The distance Americans drove annually fell between 2004 and 2012, a fact that should affect the way policymakers allocate money for transportation, the U.S. Public Interest Research Group Education Fund said.

The Aug. 29 report by PIRG, consumer-oriented nonprofit, analyzed Federal Highway Administration traffic data released the same week that said between 2004 and 2012 the average miles driven per person fell to 820 from 900.

The U.S. Travel Association, however, released its own report saying that without new investment in highways, the kind of traffic congestion Americans see on Labor Day weekend will become a daily event.

That report was released the same day at PIRG’s and based on an analysis that the Travel Association commissioned from the consulting firm Cambridge Systematics Inc.
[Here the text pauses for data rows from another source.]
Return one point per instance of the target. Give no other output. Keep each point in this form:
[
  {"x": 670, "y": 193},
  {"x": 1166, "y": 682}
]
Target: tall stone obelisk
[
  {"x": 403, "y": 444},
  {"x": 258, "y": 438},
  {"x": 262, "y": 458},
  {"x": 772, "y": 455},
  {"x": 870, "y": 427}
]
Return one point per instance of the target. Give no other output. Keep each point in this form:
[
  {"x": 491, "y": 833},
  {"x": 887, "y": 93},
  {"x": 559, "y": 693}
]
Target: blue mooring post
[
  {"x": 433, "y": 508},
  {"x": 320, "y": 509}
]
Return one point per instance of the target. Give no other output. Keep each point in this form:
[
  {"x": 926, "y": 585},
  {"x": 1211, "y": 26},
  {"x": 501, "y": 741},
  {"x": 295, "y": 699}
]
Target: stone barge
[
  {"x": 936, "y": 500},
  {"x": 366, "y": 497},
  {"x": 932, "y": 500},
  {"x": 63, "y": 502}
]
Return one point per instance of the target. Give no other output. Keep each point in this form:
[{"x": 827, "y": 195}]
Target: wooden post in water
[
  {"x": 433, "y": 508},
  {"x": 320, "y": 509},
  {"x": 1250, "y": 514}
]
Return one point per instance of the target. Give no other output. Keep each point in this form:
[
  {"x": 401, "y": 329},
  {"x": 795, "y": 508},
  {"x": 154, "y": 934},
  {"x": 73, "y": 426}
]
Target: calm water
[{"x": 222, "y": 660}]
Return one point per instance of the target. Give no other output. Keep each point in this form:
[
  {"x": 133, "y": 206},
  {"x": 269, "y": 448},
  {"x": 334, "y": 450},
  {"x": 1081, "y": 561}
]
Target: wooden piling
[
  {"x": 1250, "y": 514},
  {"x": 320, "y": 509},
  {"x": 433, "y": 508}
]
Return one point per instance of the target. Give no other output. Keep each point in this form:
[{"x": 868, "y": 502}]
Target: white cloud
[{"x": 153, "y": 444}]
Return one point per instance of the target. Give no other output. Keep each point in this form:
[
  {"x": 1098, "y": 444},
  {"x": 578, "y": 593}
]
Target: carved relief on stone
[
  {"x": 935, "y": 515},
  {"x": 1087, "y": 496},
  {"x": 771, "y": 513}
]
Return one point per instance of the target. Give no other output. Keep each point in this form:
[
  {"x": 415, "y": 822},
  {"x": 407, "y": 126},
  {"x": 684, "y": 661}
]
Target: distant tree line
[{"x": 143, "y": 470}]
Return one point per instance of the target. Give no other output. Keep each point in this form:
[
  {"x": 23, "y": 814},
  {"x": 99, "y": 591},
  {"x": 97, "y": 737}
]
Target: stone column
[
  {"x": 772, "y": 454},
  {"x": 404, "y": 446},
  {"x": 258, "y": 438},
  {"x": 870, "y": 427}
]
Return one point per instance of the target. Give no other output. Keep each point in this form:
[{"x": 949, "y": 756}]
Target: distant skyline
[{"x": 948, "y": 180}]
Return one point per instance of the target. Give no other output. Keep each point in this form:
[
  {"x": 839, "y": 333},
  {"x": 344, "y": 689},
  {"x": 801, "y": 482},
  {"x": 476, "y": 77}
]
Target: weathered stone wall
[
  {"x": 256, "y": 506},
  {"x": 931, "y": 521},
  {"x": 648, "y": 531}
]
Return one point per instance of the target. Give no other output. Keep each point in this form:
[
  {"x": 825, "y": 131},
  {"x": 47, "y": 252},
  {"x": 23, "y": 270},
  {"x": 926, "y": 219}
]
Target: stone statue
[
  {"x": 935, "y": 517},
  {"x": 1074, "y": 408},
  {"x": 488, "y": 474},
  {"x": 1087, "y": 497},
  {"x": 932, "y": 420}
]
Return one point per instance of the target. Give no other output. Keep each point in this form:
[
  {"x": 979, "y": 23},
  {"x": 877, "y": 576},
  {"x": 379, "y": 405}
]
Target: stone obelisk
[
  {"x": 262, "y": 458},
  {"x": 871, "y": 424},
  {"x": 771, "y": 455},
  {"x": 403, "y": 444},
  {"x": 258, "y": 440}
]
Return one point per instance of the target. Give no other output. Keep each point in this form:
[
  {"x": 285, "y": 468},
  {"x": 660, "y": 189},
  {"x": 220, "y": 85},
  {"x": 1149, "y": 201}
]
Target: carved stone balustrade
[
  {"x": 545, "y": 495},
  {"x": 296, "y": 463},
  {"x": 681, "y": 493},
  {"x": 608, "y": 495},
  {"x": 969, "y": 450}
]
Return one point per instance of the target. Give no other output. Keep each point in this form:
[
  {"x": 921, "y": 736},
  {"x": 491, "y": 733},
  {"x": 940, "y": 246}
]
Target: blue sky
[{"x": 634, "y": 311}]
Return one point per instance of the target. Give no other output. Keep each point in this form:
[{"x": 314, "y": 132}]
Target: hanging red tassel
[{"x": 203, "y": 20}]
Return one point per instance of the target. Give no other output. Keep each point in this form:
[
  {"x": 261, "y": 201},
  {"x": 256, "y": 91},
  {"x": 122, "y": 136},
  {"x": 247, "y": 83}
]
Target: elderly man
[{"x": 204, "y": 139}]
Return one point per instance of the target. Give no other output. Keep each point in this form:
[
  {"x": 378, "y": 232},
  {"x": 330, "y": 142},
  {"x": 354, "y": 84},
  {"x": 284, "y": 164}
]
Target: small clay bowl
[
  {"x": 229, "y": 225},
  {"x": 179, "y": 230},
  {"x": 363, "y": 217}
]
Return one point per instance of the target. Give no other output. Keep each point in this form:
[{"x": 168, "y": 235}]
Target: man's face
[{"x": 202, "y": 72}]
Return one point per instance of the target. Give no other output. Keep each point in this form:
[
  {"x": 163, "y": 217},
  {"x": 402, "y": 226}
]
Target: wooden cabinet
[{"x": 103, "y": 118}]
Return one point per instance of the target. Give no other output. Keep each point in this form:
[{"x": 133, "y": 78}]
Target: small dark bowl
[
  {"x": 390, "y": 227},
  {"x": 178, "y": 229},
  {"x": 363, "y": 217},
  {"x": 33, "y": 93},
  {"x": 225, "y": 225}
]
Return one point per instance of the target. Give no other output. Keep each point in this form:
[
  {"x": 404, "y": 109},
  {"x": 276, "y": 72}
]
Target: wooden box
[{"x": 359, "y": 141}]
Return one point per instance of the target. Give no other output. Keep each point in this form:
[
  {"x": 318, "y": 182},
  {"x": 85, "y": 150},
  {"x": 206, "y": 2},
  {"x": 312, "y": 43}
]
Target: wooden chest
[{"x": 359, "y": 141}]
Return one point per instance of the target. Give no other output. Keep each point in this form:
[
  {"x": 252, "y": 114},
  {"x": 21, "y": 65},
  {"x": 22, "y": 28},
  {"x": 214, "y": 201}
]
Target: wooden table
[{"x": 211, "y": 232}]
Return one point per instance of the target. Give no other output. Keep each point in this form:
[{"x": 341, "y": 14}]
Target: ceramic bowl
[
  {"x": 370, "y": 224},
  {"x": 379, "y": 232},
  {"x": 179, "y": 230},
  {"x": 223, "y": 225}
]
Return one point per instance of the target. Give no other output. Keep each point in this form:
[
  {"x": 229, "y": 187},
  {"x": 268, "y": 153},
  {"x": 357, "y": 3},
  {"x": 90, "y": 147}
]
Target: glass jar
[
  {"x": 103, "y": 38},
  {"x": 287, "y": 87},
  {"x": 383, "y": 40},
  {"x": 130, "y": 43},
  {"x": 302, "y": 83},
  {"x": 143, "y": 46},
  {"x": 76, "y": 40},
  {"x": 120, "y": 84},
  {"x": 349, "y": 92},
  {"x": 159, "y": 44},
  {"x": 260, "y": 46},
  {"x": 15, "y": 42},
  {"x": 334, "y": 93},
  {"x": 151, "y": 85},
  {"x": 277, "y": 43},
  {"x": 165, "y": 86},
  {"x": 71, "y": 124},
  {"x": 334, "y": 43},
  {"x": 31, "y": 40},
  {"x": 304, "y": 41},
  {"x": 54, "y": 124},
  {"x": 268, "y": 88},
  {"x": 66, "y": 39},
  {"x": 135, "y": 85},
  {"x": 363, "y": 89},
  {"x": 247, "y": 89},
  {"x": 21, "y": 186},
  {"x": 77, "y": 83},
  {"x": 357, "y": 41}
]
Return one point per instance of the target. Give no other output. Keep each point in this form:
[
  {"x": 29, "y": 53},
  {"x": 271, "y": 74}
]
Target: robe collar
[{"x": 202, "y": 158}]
Regardless of whether individual Americans are driving less, highway investment is still a critical need, said Darrin Roth, director of highway operations for American Trucking Associations.

There may be a “slowdown” in the growth rate of driving, Roth said, “but that doesn’t mean that the highways that are congested today are likely to be less congested tomorrow. You’re still going to have to add highway capacity.”

Population will grow and freight traffic will continue rising, Roth said.

“We are projected to increase tonnage from 2012 to 2014 by 26%,” he added. “In 2012 we hauled 9.4 billion tons of freight and in 2024 we’re projected to haul 11.5 billion tons.”